- Interactive map of Hayward

Restaurant information
- Established: May 2023
- Chef: Kari Shaughnessy
- Location: 209 North Kutch St., Carlton, Yamhill, Oregon, 97111, United States
- Coordinates: 45°17′41″N 123°10′44″W﻿ / ﻿45.294655°N 123.178863°W
- Website: hayward-restaurant.com

= Hayward (restaurant) =

Restaurant in McMinnville, Oregon, U.S.

Hayward is a restaurant in Carlton, Oregon, led by chef Kari Shaughnessy. The restaurant describes its cuisine as New Northwest Fare—hyper-seasonal, hyper-local cooking with an emphasis on zero-waste practices, drawing on Willamette Valley farmers for what it calls "unexpected yet nostalgic dishes."

== History ==
Hayward began as a space at the Mac Market food hall in McMinnville, Oregon, before growing into a sit-down restaurant. The McMinnville location closed at the end of May 2025, and Hayward reopened that summer in a standalone space in Carlton, in the former Earth & Sea location, about 15 minutes from McMinnville. Shaughnessy said the move let the restaurant "graduate from the 'incubator' space" of the shared food-hall kitchen into its own space, with more capacity and full design control."

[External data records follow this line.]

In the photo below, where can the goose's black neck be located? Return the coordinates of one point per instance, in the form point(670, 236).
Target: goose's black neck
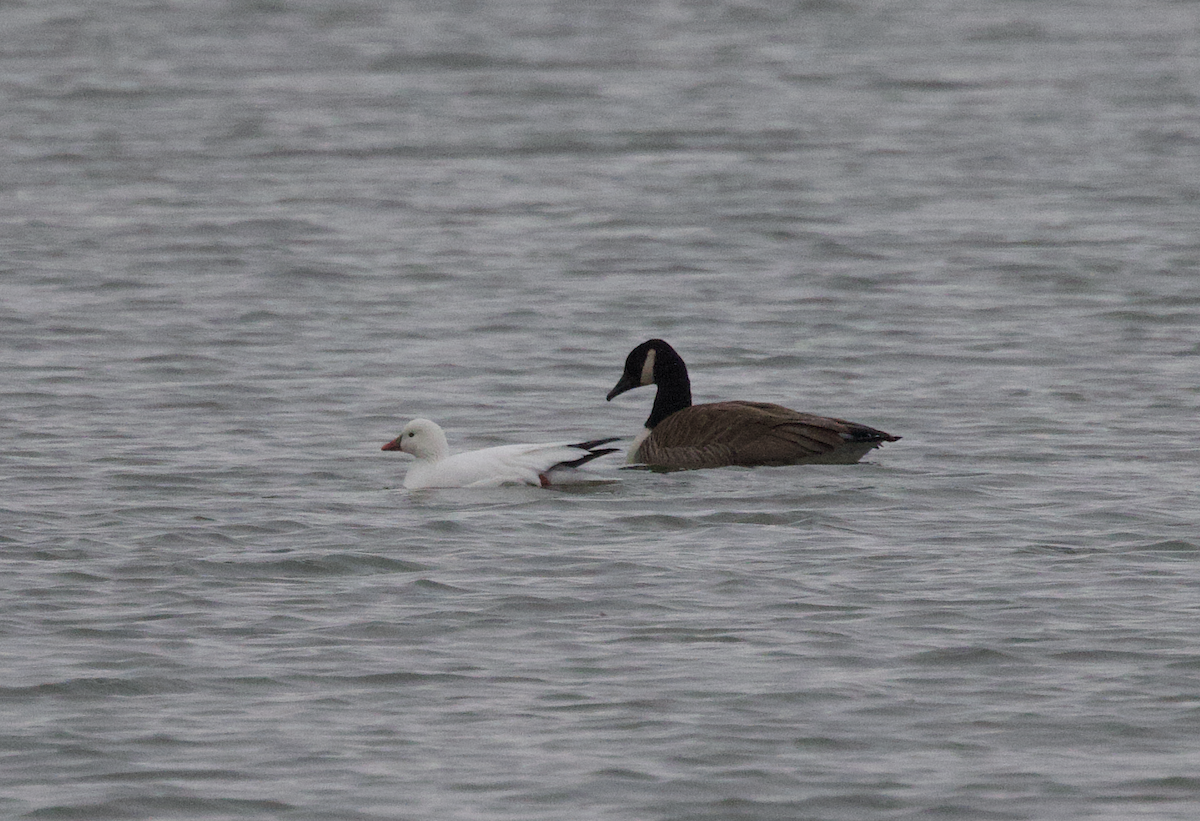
point(675, 387)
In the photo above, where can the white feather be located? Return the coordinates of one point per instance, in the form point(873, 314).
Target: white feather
point(520, 463)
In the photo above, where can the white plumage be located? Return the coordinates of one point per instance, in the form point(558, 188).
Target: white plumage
point(538, 465)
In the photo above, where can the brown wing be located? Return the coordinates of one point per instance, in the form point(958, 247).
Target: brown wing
point(753, 433)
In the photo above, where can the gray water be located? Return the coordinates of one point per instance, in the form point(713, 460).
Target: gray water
point(245, 241)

The Carlton location includes a 10-seat bar, a 50-seat dining room, a 20-person covered patio, basement storage for ferments and cheese, and expanded walk-in coolers for whole-animal butchery. The interior design, led by Danridge Geiger, was built around a 1970s theme and the personification of "a very independent woman, a worldly traveler who lives on a farm in Oregon."

== Chef ==
Kari Shaughnessy is a Massachusetts native who began working in food service at age 14. She moved to San Francisco at 21 and worked at Frances under chef Melissa Perello, at the Michelin-starred Sons & Daughters, and at Marla Bakery, where she learned vegetable preparation and whole-animal butchery. She later took time away from restaurant work to help her father with cattle ranching in Maine, then worked at Eventide in Portland, Maine. She moved to Oregon and opened Mac Market in McMinnville in 2020.

== Lucky Duck ==
In July 2026, Shaughnessy opened Lucky Duck, a retail shop, cafe, and guest house in downtown Carlton, in a restored century-old bank building on West Main Street. It is a partnership between Shaughnessy, Jimmy Serlin (owner of Revel Meat Company), and Jules Bandy (Hayward's hospitality director), operating together as Hands Please Hospitality. Lucky Duck is their first project. The shop offers espresso and pastries baked each morning in Hayward's kitchen, sandwiches and lunch items, a wine bar curated by Bandy, and meats supplied by Revel Meat Co., alongside curated retail items such as cookware, books, ceramics, and pantry items. The building preserves its original bank vault, has a brick-lined patio with an outdoor kitchen with rotating chef residencies, and includes a second-floor vacation rental called The Apartment at Lucky Duck.

== Recognition ==
Hayward was a semifinalist for the James Beard Foundation Award for Best New Restaurant in 2024. Shaughnessy was a semifinalist for the James Beard Foundation's Best Chef: Northwest and Pacific award in 2025. The restaurant was named to USA Today's "2025 Restaurants of the Year" list. Travel + Leisure featured Hayward and Shaughnessy in coverage of the Willamette Valley and it has also been featured in Wine Enthusiast, Sunset, and Vogue. Eater Portland has included Hayward among recommended stops for its "ambitious cooking," and Portland Monthly has covered the restaurant's opening, relocation, and cuisine in multiple pieces, including naming Shaughnessy one of the Willamette Valley's best chefs.